While Softporn Adventure would stir controversy, it earned prominent coverage in Time Magazine’s first column on computer entertainment, Software for the Masses. Despite the unusual and more adult-oriented content, the coverage spawned great market exposure. Time Magazine even published the famous cover photo, showing an Apple II computer and a waiter delivering Champagne to three naked women, one of which being Roberta Williams. Softporn sold an estimated 50.000 copies, temporarily doubling the On-Line Systems’ sales.
Softporn Adventure was released by On-Line Systems (later Sierra On-Line) for the Apple II (Left) and the Atari 8-bit (Right).
The Softporn name was indeed great for marketing but for the bystander, quite controversial in 1981.
Chris Iden who did the Atari port, was, for a decade, one of the technological forces within Sierra and helped author its adventure game development systems. Iden left Sierra in 1991, like designer Jim Walls, for newly formed Tsunami Media
In early 1981, when Benton started work on Softporn Adventure, he was single and in his late twenties, clearly reflected in the subject matter.
While the name Softporn could imply certain things the game was, to most extent, quite innocent.

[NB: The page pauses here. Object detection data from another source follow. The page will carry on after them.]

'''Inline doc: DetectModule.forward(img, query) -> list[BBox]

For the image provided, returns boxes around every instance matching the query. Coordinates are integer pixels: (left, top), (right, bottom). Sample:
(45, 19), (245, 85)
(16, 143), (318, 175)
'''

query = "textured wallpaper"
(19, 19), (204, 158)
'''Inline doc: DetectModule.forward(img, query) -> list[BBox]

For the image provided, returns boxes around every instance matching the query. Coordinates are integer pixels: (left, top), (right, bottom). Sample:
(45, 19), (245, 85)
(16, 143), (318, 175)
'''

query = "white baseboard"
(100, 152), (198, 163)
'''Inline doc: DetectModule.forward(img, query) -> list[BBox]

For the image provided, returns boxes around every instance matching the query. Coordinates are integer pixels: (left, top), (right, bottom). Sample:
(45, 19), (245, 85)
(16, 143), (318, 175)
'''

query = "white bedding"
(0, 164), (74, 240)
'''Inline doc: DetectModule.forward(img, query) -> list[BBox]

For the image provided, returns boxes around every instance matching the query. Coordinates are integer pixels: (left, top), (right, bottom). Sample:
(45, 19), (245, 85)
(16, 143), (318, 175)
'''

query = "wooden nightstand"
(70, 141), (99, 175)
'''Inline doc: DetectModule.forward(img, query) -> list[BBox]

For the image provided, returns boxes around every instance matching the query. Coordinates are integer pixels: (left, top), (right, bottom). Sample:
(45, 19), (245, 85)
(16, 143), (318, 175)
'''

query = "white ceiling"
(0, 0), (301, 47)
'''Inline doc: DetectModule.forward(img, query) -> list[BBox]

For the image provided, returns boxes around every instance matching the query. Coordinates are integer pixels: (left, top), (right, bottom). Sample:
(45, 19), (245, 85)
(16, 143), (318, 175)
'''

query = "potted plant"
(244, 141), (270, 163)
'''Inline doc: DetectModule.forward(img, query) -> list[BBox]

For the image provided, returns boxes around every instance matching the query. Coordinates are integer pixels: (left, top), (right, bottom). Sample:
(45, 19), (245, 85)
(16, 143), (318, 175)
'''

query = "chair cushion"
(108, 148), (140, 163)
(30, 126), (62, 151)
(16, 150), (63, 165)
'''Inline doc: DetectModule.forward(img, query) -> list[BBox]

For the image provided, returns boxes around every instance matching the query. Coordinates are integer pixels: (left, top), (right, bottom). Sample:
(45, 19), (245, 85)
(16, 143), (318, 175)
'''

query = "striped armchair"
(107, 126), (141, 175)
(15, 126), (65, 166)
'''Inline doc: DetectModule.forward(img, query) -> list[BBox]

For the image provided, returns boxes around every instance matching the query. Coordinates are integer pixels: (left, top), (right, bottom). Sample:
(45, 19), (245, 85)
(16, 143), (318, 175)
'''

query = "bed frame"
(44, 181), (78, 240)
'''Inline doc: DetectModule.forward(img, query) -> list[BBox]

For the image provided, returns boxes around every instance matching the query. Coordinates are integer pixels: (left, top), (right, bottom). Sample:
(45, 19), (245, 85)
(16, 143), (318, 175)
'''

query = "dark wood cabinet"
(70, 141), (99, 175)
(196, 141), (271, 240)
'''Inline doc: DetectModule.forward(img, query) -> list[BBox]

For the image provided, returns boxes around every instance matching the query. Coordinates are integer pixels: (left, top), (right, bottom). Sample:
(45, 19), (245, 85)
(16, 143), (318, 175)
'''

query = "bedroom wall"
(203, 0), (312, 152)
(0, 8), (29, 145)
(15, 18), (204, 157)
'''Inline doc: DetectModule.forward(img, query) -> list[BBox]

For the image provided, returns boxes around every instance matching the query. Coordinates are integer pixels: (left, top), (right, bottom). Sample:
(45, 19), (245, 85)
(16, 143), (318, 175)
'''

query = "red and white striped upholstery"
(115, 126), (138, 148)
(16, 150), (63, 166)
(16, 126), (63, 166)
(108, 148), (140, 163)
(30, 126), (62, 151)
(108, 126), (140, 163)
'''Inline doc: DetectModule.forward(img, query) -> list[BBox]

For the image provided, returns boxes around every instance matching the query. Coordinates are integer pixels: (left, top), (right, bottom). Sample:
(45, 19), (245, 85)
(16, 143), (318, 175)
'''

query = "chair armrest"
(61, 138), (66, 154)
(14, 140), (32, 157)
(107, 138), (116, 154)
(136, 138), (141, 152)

Benton later stated that parts of the game were autobiographical
By 1982, On-Line Systems became Sierra On-Line and when the company a few years later came to a licensing agreement with Disney, Softporn Adventure was dropped from the company’s portfolio. Benton continued to contract with the company and over the next couple of years programmed and ported some of the company’s titles to different platforms. In 1986 Sierra and Disney parted ways and with the majority of the company’s titles being all family-friendly fantasy, another themed game made more and more sense. At the time Infocom’s Leather Goddess of Phobos, a humorous and somewhat naughty text-only adventure game, was having great success, without too much commotion despite its more mature content. Williams and Lowe agreed that an updated version of Softporn Adventure, utilizing the company’s now-proven and successful Adventure Game Interpreter, AGI, was a possibility. Lowe, after completing King’s Quest III went home and replayed Softporn. The game, even for its own time, was rudimentary and with very little depth. It had no protagonist, little or no plot, and of course no graphics. Lowe reported back to Williams that the game was so far past its due date, remarking, it could as well have been wearing a ’70s leisure suit. The remark stuck and became an integral part of the new game and its protagonist.

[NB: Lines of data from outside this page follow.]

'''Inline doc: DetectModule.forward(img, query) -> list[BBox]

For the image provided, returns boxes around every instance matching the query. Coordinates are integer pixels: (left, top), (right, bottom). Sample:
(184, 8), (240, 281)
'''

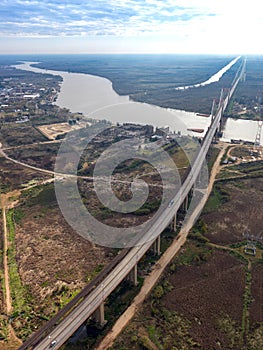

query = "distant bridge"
(19, 59), (246, 350)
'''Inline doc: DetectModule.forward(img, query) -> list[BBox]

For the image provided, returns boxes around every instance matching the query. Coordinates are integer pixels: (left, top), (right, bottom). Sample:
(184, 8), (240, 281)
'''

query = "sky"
(0, 0), (263, 54)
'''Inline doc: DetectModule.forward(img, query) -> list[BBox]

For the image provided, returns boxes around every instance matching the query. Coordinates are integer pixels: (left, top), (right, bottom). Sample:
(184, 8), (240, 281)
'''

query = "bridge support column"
(92, 302), (107, 328)
(128, 264), (138, 286)
(153, 235), (161, 255)
(170, 212), (177, 232)
(182, 195), (189, 211)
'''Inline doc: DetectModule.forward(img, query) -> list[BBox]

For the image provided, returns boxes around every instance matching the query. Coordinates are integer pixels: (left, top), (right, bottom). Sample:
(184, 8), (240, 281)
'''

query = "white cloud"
(0, 0), (263, 53)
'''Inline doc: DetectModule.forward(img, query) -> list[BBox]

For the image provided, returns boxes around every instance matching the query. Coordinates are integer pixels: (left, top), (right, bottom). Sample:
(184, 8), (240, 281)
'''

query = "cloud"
(0, 0), (219, 36)
(0, 0), (263, 53)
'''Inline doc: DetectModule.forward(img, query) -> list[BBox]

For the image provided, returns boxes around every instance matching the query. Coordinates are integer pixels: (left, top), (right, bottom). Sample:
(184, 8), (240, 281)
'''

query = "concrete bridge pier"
(182, 194), (189, 211)
(127, 264), (138, 286)
(169, 212), (177, 232)
(153, 235), (161, 255)
(92, 302), (107, 328)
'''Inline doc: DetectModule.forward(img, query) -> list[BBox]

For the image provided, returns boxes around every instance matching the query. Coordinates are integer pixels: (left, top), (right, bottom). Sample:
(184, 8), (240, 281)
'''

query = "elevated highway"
(19, 56), (248, 350)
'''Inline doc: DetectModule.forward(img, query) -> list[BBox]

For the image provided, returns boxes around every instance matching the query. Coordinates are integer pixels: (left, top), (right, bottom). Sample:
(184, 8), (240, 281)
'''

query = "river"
(15, 62), (263, 142)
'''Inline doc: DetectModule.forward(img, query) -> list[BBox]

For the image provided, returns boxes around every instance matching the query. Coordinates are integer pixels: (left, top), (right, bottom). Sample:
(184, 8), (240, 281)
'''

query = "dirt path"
(96, 143), (228, 350)
(2, 205), (12, 315)
(0, 191), (22, 350)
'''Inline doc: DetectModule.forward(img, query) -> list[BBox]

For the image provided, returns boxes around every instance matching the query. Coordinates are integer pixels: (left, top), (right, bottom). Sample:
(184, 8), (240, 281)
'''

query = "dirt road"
(96, 143), (228, 350)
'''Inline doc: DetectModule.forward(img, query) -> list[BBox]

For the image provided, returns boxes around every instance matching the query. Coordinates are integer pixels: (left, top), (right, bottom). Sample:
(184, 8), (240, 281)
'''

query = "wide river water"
(15, 62), (263, 141)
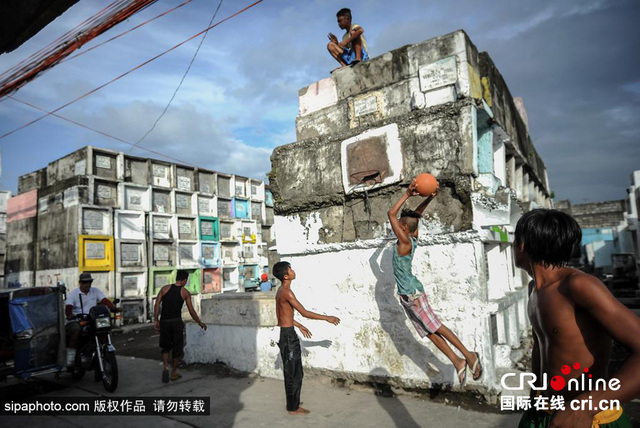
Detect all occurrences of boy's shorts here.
[399,291,442,337]
[160,318,184,358]
[340,48,369,65]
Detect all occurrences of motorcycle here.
[67,301,118,392]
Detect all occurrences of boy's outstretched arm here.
[387,178,418,246]
[338,27,364,48]
[415,183,440,215]
[549,275,640,427]
[293,320,311,339]
[153,285,167,331]
[285,290,340,325]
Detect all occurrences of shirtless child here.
[327,8,369,71]
[273,262,340,415]
[514,209,640,428]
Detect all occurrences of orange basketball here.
[416,172,438,196]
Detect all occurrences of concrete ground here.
[0,356,519,428]
[5,312,640,428]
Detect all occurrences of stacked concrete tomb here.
[6,146,273,323]
[188,31,550,391]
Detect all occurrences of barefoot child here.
[387,178,482,385]
[514,209,640,428]
[273,262,340,415]
[327,8,369,68]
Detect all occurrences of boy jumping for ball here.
[273,262,340,415]
[387,178,482,385]
[514,209,640,428]
[327,8,369,68]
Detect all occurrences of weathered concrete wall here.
[270,31,549,243]
[186,233,527,391]
[4,217,36,287]
[250,31,549,391]
[557,199,627,229]
[18,168,47,195]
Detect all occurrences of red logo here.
[549,363,592,391]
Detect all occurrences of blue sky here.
[0,0,640,203]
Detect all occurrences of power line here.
[0,0,264,140]
[60,0,193,64]
[129,0,224,153]
[0,0,157,97]
[7,95,195,167]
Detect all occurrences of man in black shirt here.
[154,270,207,383]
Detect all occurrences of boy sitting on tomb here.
[327,8,369,68]
[387,178,482,385]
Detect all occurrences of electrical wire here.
[0,0,157,98]
[60,0,194,64]
[7,95,195,167]
[129,0,224,153]
[0,0,264,140]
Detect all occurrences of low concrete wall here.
[185,234,527,392]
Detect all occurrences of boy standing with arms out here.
[514,209,640,428]
[387,178,482,385]
[327,8,369,68]
[273,262,340,415]
[153,270,207,383]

Leisure Suit Larry in the Land of the Lounge Lizards, essentially Softporn with graphics, was released in 1987 and like Softporn it was met with controversy due to the adult nature of the game. Unsure of how the game would be received, management chose to release it with no publicity or advertising budget. Only around 4.000 copies were sold upon release but by the end of the year, it had surpassed 250.000 copies.